In 2025, the number of confirmed exoplanets tracked by NASA surpassed a staggering 6,000. The milestone was achieved thanks to the planet-hunting capabilities of NASA's Kepler space telescope and Transiting Exoplanet Survey Satellite (TESS). The discovery highlights the diversity of our galaxy, the Milky Way, and its planetary population. Unlike our solar system's orderly architecture, new observations have revealed entire classes of planets that don't exist in our own system.

Dual-star systems

The emergence of 'Tatooine-like' worlds

This year saw the discovery of several planets orbiting two stars, challenging conventional planetary formation rules. Among these was 2M1510 (AB) b, a planet orbiting two brown dwarfs about 120 light-years away. It orbits above and below the poles of its stars rather than along a flat plane. The finding was made using Chile's Very Large Telescope after an unusual backward wobble in the brown dwarfs' orbits hinted at its presence.

Planetary survival

Earth-sized planets in binary systems

Later in the year, three Earth-sized planets were found orbiting the compact binary system TOI-2267, just 73 light-years away.
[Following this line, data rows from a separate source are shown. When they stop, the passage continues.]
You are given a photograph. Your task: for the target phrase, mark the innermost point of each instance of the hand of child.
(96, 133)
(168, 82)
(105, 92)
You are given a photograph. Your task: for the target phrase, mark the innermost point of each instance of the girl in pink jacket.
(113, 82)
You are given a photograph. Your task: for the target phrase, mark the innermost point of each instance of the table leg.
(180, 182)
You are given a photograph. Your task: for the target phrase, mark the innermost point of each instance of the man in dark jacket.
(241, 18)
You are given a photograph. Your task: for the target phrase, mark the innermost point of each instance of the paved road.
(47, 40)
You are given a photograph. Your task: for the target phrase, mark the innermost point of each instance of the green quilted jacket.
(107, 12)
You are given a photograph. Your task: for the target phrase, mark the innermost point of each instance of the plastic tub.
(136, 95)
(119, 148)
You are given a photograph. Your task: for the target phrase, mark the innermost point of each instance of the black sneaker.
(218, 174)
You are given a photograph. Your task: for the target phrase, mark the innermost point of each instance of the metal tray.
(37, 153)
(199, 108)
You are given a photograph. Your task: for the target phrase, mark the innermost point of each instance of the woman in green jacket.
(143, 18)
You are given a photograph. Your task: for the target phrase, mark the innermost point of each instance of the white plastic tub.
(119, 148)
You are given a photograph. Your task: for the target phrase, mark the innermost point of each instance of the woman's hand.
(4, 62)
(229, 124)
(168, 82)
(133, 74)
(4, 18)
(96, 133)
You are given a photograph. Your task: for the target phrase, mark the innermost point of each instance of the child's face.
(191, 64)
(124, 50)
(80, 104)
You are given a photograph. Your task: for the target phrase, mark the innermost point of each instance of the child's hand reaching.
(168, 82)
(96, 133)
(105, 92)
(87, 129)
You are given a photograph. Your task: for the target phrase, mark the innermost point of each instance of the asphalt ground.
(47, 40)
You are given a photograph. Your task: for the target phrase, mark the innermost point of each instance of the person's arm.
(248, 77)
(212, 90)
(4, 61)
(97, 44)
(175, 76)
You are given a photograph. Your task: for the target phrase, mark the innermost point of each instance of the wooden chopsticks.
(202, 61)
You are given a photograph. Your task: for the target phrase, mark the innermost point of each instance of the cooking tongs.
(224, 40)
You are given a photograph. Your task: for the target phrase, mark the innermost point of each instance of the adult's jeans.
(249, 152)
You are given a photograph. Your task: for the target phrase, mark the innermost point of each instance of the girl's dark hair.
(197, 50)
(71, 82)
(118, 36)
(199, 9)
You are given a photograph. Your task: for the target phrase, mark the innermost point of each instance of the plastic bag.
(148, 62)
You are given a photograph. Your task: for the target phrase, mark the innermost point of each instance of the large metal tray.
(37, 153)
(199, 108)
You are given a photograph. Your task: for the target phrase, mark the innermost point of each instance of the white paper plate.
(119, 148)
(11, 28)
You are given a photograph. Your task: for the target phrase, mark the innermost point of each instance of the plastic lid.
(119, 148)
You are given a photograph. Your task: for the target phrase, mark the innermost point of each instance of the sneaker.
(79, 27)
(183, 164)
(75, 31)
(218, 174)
The discovery was made using TESS data, despite such tightly bound stellar pairs being thought to be gravitationally unstable environments for planet formation. Separately, HD 143811 (AB) b, a massive planet hidden in archival data for years, was revealed by two independent teams. It orbits a young twin-star system about 446 light-years from Earth.

Life search

What about K2-18b?

The exoplanet K2-18b became a major talking point in 2025 after claims of possible life sparked scientific debate. A University of Cambridge-led team used new transit spectra from the James Webb Space Telescope (JWST) to suggest that dimethyl sulfide and possibly dimethyl disulfide, gases strongly associated with marine biology on Earth, could be present in the planet's atmosphere. However, independent analyzes later challenged this interpretation, showing nonbiological gases could reproduce similar spectral features without invoking life.

Habitability concerns

TRAPPIST-1e's habitability

New analyzes of TRAPPIST-1e, one of seven Earth-sized planets orbiting a red dwarf star about 40 light-years away, suggest it may lack a substantial atmosphere. This complicates hopes that it could support life-friendly liquid water. Earlier JWST observations hinted at methane in the planet's atmosphere but follow-up studies have indicated those signals were likely contaminated by the star itself.

Planetary systems

Proxima Centauri's planetary system

In 2025, astronomers improved their understanding of Proxima Centauri's planetary system, the closest to our own at just 4.2 light-years away. A new high-resolution spectrograph called the Near-Infrared Planet Searcher (NIRPS) confirmed the presence of Proxima b, an Earth-sized planet within its star's habitable zone. It also confirmed another smaller planet, Proxima d, and helped rule out a previously claimed third world.